Almost unnoticed due to the crisis enveloping Catalonia, Spain’s Popular Party (PP) government recently passed a new National Security Strategy.

The strategy replaces the previous version published in 2013 and has the full support of the Socialist Party (PSOE).

The collective effort of academics, the Ministry of Defence, the intelligence services, police and the military-industrial complex, the strategy reflects a ruling elite of a former colonial power battered by international crises and internal opposition to austerity and militarism, desperately attempting to reassert its claim to global markets and spheres of influence.

The strategy document foresees the “uncertainty” of a world with “increased geopolitical tensions,” “different pressures on the multilateral system” and a “complex” security environment becoming “accentuated in coming years.” It warns, “various crises of different natures will be easily triggered and will become almost a constant of this era. The distance between situations of normalcy and crisis is getting smaller.”

According to the report, the Spanish ruling class faces major threats and challenges, including secessionist movements like that in Catalonia, an ageing population, rising inequality, lack of “quality jobs” and unemployment.

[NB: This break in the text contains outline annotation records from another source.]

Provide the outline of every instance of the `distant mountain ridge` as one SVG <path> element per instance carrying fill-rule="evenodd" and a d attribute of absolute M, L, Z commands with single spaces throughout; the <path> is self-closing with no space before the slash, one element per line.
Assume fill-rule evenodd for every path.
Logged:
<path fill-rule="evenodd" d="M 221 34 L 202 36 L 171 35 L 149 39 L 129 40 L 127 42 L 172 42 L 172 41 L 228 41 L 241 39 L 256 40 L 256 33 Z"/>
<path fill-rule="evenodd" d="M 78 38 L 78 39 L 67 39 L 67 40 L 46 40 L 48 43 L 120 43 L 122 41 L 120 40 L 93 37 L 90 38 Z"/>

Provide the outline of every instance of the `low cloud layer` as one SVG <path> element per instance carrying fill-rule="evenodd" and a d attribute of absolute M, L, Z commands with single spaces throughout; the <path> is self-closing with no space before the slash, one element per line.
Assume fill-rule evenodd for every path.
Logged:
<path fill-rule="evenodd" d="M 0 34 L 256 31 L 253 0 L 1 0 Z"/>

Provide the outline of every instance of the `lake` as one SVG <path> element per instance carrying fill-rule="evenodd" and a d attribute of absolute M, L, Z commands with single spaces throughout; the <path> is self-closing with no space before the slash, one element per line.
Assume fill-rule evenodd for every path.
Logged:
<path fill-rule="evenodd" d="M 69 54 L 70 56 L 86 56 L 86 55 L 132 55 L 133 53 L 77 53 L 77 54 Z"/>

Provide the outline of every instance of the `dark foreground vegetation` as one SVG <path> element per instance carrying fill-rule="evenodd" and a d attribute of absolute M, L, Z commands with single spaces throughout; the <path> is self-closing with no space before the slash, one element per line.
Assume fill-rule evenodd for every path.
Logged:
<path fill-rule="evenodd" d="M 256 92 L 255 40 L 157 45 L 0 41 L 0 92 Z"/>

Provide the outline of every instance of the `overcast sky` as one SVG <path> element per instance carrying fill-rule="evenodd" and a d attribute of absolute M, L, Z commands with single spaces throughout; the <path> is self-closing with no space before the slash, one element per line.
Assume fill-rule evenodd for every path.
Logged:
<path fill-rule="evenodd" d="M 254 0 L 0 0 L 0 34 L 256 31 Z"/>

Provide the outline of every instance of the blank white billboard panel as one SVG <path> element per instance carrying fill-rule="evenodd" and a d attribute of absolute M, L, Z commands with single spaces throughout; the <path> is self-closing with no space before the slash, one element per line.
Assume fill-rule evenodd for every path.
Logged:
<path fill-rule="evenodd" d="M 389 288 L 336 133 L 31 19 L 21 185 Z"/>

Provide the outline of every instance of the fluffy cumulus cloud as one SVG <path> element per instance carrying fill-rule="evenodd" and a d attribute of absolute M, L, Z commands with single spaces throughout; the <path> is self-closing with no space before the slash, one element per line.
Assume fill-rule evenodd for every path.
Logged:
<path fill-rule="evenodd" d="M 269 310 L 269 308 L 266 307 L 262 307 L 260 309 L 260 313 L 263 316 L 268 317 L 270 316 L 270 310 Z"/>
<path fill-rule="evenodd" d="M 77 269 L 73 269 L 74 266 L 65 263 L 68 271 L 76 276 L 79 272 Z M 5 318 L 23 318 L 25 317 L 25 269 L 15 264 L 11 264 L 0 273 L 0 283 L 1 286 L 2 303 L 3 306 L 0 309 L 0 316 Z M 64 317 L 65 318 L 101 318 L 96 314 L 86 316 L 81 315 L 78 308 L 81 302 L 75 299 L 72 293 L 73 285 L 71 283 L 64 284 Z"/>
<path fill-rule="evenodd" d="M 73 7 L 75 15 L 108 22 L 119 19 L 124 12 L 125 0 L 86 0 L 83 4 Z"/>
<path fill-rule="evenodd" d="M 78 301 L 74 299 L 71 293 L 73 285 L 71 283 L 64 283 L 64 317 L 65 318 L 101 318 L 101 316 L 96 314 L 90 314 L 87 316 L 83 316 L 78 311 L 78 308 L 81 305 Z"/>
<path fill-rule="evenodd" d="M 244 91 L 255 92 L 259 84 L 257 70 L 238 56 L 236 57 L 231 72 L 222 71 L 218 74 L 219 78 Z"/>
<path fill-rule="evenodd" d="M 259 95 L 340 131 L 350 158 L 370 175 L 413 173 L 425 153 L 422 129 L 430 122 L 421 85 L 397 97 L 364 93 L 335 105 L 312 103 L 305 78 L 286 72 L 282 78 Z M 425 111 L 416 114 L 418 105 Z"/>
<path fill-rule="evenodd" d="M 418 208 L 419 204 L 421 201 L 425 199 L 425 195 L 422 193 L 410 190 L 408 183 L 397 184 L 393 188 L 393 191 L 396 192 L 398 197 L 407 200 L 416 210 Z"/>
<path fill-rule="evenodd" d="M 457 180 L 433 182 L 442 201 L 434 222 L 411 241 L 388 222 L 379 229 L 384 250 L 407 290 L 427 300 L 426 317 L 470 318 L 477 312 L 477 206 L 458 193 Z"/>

Externally, Spain’s major threats include “oil dependency” from unstable sources, “new actors challenging the multilateral system (an unveiled reference to Russia and China), droughts, floods and forest fires” caused by climate change, economic protectionism, terrorism and cyber-attacks.

Beset by these threats, the ruling class is seeking to extricate itself by projecting outwards. Acting as if it was still controlling the Spanish Empire of the 16th and 17th centuries, the document declares “the following areas are of special interest for National Security: Europe, North Africa and Middle East, Sub-Saharan Africa, Latin America, North America and Asia-Pacific”—basically everywhere!

Spain is currently involved in no fewer than 19 military operations on four continents, under the aegis of one imperialist alliance or another—all of which are presented as “non-combat” or peacekeeping missions.

Under the umbrella of NATO, Spanish forces have been dispatched to the Baltic States and to the Black Sea region on air patrol missions and exercises threatening Russia. Hundreds of soldiers and civil guard advisors have been deployed to Iraq.

Spain has deployed 149 military personnel to operate Patriot missile systems on the Turkey-Syria border, and is considering a renewed troop deployment in Afghanistan at the request of the US—two years after Spanish forces officially left the country after spending €3.7 billion and sacrificing the lives of 99 soldiers and two interpreters.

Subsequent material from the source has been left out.